- Jade release poster
- Directed by: James Bamford
- Written by: Glenn Ennis Lynn Colliar
- Produced by: Roy Scott MacFarland Sam Levine
- Starring: Shaina West Mickey Rourke Mark Dacascos Katherine McNamara
- Production companies: Tetrad Studio 120db Films 13 Films
- Distributed by: Well Go USA Entertainment 101 Films All Rights Entertainment
- Release date: June 24, 2024;
- Running time: 88 minutes
- Country: United States
- Language: English

= Jade (2024 film) =

Jade is a 2024 American action thriller film written by Glenn Ennis and Lynn Colliar, directed by James Bamford and starring Mickey Rourke, Mark Dacascos, Katherine McNamara and Shaina West.

==Plot==
Jade, a young English woman gets entangled between a crime boss and a powerful businessman who are looking for the hard drive that can jeopardize the Interpol.

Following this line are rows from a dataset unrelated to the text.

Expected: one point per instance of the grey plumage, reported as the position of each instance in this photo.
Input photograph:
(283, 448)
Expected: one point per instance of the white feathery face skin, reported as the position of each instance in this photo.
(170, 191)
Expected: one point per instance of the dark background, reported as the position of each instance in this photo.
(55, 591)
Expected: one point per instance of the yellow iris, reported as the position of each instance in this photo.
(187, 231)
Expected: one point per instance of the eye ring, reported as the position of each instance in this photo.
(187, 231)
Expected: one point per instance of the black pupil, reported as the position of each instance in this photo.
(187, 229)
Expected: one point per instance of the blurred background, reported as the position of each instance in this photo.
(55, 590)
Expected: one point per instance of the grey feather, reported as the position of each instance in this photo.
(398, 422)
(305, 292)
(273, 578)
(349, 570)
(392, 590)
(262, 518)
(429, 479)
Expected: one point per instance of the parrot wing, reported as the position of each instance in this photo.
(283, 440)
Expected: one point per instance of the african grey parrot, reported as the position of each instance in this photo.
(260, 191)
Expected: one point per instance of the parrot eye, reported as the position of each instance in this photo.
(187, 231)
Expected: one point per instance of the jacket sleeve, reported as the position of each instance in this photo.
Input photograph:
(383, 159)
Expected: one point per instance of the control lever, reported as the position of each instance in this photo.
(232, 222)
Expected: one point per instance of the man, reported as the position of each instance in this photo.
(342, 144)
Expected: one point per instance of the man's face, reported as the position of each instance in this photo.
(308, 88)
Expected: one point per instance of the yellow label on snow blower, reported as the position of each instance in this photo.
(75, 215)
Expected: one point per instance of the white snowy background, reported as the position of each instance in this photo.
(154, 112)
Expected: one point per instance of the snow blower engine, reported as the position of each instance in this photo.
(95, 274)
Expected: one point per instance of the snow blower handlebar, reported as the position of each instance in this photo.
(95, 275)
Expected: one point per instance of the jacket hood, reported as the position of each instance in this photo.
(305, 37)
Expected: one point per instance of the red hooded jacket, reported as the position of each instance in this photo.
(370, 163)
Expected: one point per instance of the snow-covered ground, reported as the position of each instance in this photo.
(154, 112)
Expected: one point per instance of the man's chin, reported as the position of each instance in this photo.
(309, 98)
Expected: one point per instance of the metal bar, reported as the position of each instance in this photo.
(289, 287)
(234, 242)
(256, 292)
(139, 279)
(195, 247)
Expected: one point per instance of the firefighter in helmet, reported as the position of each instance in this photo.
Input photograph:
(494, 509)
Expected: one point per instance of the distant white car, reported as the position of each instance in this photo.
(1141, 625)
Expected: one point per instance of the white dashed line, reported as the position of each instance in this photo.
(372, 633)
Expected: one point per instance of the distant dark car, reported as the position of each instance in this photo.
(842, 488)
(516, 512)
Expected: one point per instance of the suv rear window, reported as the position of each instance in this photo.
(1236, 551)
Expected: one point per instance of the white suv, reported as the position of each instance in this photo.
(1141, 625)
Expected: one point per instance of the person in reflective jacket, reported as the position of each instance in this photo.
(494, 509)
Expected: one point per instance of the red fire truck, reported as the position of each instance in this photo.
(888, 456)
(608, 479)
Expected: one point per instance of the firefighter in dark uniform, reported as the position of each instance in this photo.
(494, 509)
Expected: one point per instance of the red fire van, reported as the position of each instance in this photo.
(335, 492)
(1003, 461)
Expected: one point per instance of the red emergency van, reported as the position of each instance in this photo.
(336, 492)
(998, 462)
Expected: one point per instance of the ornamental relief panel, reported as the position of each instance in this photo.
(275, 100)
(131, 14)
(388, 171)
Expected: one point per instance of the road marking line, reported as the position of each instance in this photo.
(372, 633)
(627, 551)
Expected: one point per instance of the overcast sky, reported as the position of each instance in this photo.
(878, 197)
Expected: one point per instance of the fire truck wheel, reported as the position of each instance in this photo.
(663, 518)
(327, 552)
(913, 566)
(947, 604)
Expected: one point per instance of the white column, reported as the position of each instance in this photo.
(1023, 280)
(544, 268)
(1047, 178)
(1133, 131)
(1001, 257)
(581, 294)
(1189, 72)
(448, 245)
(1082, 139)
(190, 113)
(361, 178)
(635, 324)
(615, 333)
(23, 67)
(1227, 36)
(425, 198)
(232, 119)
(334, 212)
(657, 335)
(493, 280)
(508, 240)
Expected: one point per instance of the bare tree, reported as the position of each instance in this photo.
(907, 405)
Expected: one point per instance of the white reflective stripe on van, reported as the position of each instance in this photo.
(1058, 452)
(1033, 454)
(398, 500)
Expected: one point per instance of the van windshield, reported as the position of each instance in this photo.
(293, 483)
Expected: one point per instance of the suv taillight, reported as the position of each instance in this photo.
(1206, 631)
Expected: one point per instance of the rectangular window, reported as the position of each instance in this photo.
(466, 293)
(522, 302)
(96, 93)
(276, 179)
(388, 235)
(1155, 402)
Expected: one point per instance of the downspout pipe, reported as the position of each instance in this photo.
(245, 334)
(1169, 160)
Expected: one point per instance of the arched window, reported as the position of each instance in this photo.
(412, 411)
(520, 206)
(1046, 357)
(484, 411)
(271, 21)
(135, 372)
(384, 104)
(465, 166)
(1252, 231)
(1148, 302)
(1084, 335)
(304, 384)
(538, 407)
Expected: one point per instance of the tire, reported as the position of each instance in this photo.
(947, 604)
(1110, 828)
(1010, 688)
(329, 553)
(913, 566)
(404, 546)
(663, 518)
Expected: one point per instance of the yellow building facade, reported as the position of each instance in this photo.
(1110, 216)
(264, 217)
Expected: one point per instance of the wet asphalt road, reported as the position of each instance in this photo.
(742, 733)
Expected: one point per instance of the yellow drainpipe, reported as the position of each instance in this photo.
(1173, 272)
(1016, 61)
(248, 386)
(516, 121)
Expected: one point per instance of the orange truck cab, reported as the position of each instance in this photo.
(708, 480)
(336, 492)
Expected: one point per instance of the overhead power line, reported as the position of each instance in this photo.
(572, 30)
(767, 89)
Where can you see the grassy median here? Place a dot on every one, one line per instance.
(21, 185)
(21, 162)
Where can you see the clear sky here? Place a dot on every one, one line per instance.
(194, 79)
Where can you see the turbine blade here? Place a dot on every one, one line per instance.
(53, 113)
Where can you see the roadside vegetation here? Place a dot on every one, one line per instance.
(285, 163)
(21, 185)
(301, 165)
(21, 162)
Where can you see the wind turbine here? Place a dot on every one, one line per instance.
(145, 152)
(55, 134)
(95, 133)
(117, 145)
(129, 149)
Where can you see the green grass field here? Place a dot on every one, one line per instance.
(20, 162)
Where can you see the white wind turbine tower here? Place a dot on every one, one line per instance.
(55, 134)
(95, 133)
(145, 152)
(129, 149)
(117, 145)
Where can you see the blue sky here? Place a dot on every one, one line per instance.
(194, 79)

She must use her skills and face her nemesis to retrieve the drive and protect the mother of her bother's unborn child.

==Cast==
- Shaina West as Jade
- Mickey Rourke as Tork
- Mark Dacascos as Reese
- Katherine McNamara as Layla
- Steven Michael Quezada as Chavez
- Keith Jardine as Kieth
- Chris Bruno as Rodriquez
- Matthew Yanagiya as Logan
- Marcus Auerilo as Bains
- Emily Eruraviel as Emily

==Production==
In June 2021, it was announced that Rourke and Dacascos were cast in the film. In March 2022, it was announced that McNamara was added to the cast and that filming occurred in Albuquerque, New Mexico.

==Release==
The film was released digitally on June 24, 2024.

==Reception==
Leslie Felperin of The Guardian awarded the film three stars out of five.